Macon Officials Say New Gun Law Is Driving Performers Away From Public Venues

Updated: 6 months ago.
A new Georgia law expanding where guns may be carried won't take effect until July 1, but it's already having one unintended effect. (Photo: miso beno via Flickr)

A new Georgia law expanding where guns may be carried won't take effect until July 1, but it's already having one unintended effect.

Officials in Macon say at least one performer is threatening to pull out of an upcoming concert at one of two city-owned venues because there could be guns in the crowd.

The Georgia Safe Carry Protection Act empowers licensed gun owners to bring their weapons into all government-owned buildings, if and when they are open to the public.

It does, however, contain an exception for those buildings that have security checkpoints at entrances — such buildings may prohibit guns.

The thinking behind that provision, said the law's architect state Rep. Rick Jasperse (R-Jasper), is that if building managers barred weapons with a simple policy without blanket enforcement "the bad guys wouldn't care, but the good guys would."

"House Bill 60 just insures that in a government building with security, nobody has a weapon," he said.

Jasperse said that provision should allow the Macon Centreplex and Macon City Auditorium to erect security checkpoints and prohibit guns for performers with a no-weapons policy.

But Crystal Jones, senior assistant attorney for the Macon-Bibb County government, said the law only gives that option to "government offices."

"Because they do not house government entities, or there are not government meetings taking place in those facilities, they don't constitute a government building which is able to have security personnel screening everyone," Jones said.

The same problem could affect Phillips Arena, home of the NBA's Atlanta Hawks, she said.
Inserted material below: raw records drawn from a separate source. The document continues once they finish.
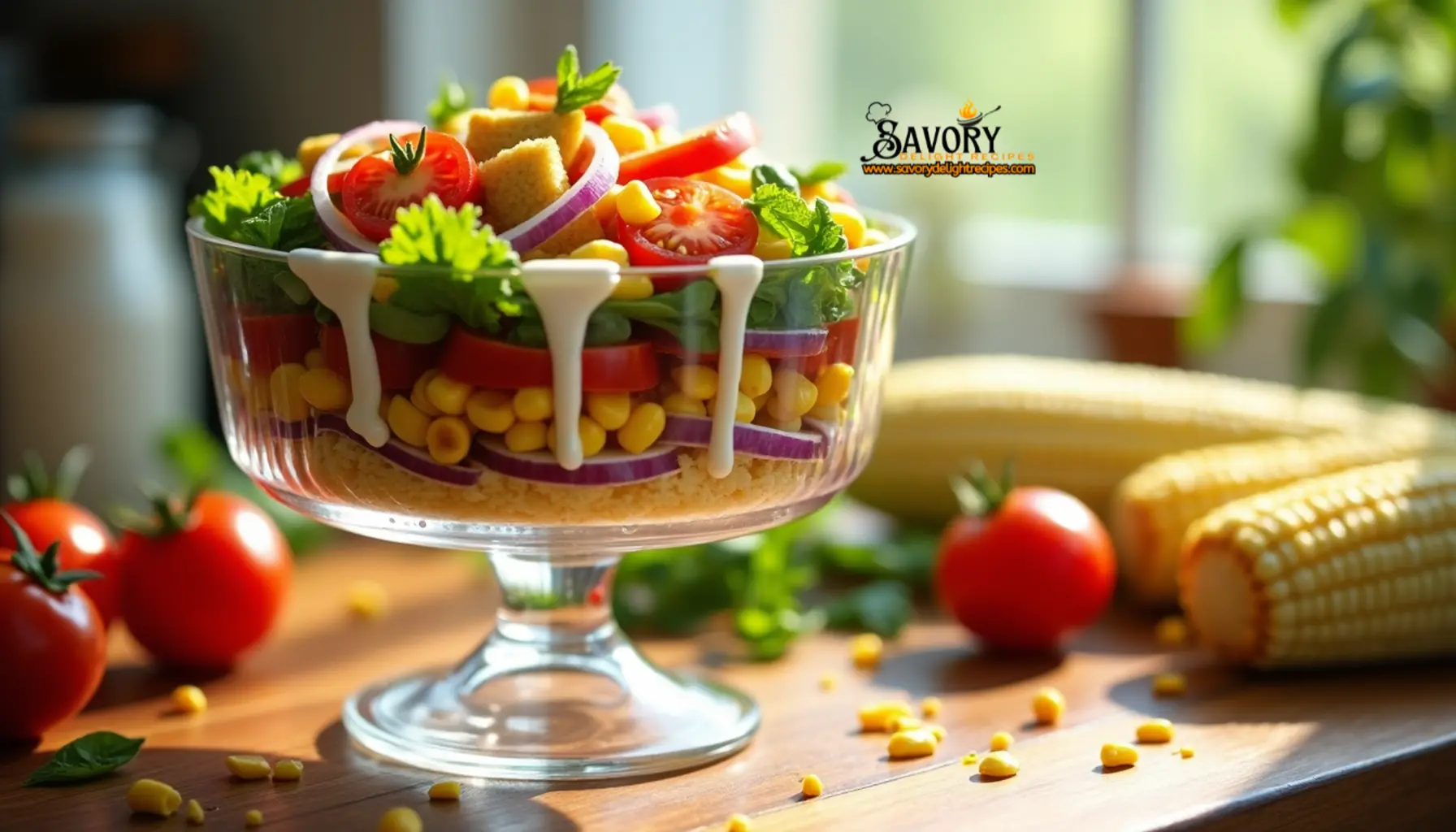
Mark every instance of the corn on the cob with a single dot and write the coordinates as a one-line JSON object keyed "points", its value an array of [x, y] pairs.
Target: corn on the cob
{"points": [[1075, 426], [1358, 566], [1154, 507]]}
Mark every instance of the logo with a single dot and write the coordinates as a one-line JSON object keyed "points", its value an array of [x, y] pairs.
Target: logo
{"points": [[967, 146]]}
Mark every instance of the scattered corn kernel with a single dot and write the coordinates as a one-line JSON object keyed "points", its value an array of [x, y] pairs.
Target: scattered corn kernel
{"points": [[916, 742], [1047, 705], [1171, 631], [1119, 755], [865, 648], [509, 92], [533, 404], [248, 767], [367, 599], [444, 790], [1155, 732], [188, 700], [875, 717], [406, 422], [643, 429], [154, 797], [999, 764], [401, 819], [812, 786], [1169, 685]]}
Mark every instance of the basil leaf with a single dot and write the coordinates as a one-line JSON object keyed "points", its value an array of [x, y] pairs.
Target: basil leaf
{"points": [[86, 758]]}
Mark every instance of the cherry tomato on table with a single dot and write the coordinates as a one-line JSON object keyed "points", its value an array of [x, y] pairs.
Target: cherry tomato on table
{"points": [[44, 512], [53, 643], [1024, 566], [207, 582]]}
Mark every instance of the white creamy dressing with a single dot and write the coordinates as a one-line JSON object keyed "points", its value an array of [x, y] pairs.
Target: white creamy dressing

That stadium is owned by the Atlanta Fulton County Recreation Authority.

Under Jones' interpretation of the law, the problem would not affect Turner Field where the Atlanta Braves play, because the recreation authority houses its own offices there, thus qualifying the facility as a "government office."

Jones said Macon-Bibb officials are contemplating relocating a government entity into their public performance venues to make sure the facilities qualify as an office, and thus may put up security checkpoints.

Jasperse said he does not agree with Jones' interpretation of the law.